Wolfsburgs Jule Brand (l) und Lena Oberdorf kämpfen mit Bayerns Pernille Harder um den Ball. (Urheber/Quelle/Verbreiter: Fabian Strauch/dpa)

Die Ampel an der Kreuzung unweit des Kölner Rudolfplatzes zeigte rot, der grüne Teambus stoppte. Zwei Türen gingen auf, heraus hüpften Fußballerinnen des VfL Wolfsburg. Grölend umrundeten sie den Bus, skandierten lautstark «VfL, VfL».

Zwei Spielerinnen schleppten dabei schwer: Kapitänin Alexandra Popp war mit dem silbernen DFB-Pokal beladen, Lena Oberdorf trug neben Sonnenbrille auch ein voluminöses und gut gefülltes Glas. Wie die offizielle Party-Anführerin wirkte sie damit, was gut zur Rolle als sportliche Führungskraft passte, die Oberdorf wenige Stunden zuvor beim 2:0 im Endspiel gegen den FC Bayern München auf dem Platz eingenommen hatte.

«Wir wollten den Pokal unbedingt, weil die Saison von uns durchwachsen war. Wir wollten den Titel gewinnen, scheiß drauf wie», sagte Oberdorf bei Sky nach dem 50. siegreichen Wolfsburger Cup-Spiel in Serie, das dem Club zugleich den zehnten Pokal-Titel nacheinander bescherte. Auch, weil Oberdorf in ihrem zumindest vorerst letzten großen Finale für den VfL so unerschrocken auftrat wie später als Feierbiest bei der Bus-Party im Straßenverkehr der verstopften Innenstadt. 

«In so einem Spiel unter dem Fokus so eine Leistung zu bringen, zeigt ihre Klasse, sie ist Weltklasse», lobte Wolfsburgs Coach Tommy Stroot. «Das ist Wahnsinn, in so jungen Jahren, so eine Stabilität auch unter solchem Fokus und solchen Bedingungen zu liefern.»

Ein verhängnisvoller Satz

Zu den Bedingungen: Seit Mitte Februar ist bekannt, dass der 22 Jahre alte Mittelfeld-Star im Sommer von Wolfsburg zu den Bayern wechselt.

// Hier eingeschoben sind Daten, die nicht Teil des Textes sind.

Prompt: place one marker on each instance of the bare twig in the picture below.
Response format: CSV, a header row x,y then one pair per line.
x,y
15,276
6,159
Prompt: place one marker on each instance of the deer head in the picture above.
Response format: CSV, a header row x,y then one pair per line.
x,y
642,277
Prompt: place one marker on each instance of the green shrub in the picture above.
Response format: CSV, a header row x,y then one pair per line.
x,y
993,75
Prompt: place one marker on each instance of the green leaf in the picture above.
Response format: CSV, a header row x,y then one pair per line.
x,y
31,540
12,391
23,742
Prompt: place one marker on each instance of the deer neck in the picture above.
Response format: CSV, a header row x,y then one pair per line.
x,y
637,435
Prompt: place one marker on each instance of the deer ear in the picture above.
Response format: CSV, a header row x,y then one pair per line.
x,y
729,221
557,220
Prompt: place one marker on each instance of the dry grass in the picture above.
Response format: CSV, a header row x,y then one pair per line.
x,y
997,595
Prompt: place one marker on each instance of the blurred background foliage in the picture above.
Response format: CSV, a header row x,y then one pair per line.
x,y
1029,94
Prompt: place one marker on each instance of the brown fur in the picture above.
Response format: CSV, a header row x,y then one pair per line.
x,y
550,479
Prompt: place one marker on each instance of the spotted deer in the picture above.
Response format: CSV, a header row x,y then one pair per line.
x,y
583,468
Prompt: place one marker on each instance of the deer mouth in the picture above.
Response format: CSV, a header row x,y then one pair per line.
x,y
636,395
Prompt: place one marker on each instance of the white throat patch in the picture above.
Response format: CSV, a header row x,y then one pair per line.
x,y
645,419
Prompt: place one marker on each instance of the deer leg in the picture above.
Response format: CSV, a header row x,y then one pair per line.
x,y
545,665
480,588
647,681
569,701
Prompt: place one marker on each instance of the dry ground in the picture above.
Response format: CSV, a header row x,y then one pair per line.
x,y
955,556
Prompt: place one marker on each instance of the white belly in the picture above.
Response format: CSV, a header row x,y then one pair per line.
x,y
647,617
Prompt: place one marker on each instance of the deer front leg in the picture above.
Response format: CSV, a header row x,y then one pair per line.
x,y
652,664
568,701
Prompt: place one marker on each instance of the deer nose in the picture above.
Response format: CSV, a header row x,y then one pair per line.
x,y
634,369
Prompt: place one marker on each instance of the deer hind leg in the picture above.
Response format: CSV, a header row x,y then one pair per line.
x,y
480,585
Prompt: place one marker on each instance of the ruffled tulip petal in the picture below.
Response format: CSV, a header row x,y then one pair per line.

Ein brisanter Transfer. Mehr als 400.000 Euro zahlte München, das den Niedersächsinnen die Ausnahmestellung im deutschen Frauenfußball streitig machen wollen.

«Ich kann mir nicht vorstellen, zu den Bayern zu gehen», hatte Schalke-Fan Oberdorf noch kurz vor der EM 2022 gesagt. «Selbst, wenn die Bayern gegen Dortmund gespielt haben, war ich eher für Dortmund. Das sagt alles, oder?» Darauf angesprochen erklärte sie nach dem 2:0 am Donnerstag: «Es war sehr speziell. Ich habe medial viel abbekommen.» So einen Satz würde sie heute nicht mehr sagen: «Das war so mein jugendliches Ich, als wir damals mit Essen verloren. Heute bin ich reif, gewachsen, würde so eine Aussage nicht wieder tätigen.»

Mangelnden Einsatz wollte sie sich so kurz vor ihrem Abgang nach München im 110. Pflichtspiel für den VfL bei dieser Vorgeschichte erst recht nicht vorwerfen lassen müssen: «Mir war es umso wichtiger zu zeigen, dass ich für den VfL Wolfsburg spiele und mein letztes Hemd lasse», sagte sie nach einer Leistung, die solche Sätze rechtfertigt.

Popp: Oberdorf «frei im Kopf»

Oberdorf gewann den entscheidenden Zweikampf gegen Bayerns Sarah Zadrazil und ermöglichte so Jule Brands 1:0 (14. Minute), beim 2:0 durch Dominique Janssen (40.) war sie ebenfalls in der gefährlichen Zone präsent. Nur das 24. Pflichtspiel-Tor für den VfL blieb ihr trotz zweier guter Chancen zur Krönung verwehrt.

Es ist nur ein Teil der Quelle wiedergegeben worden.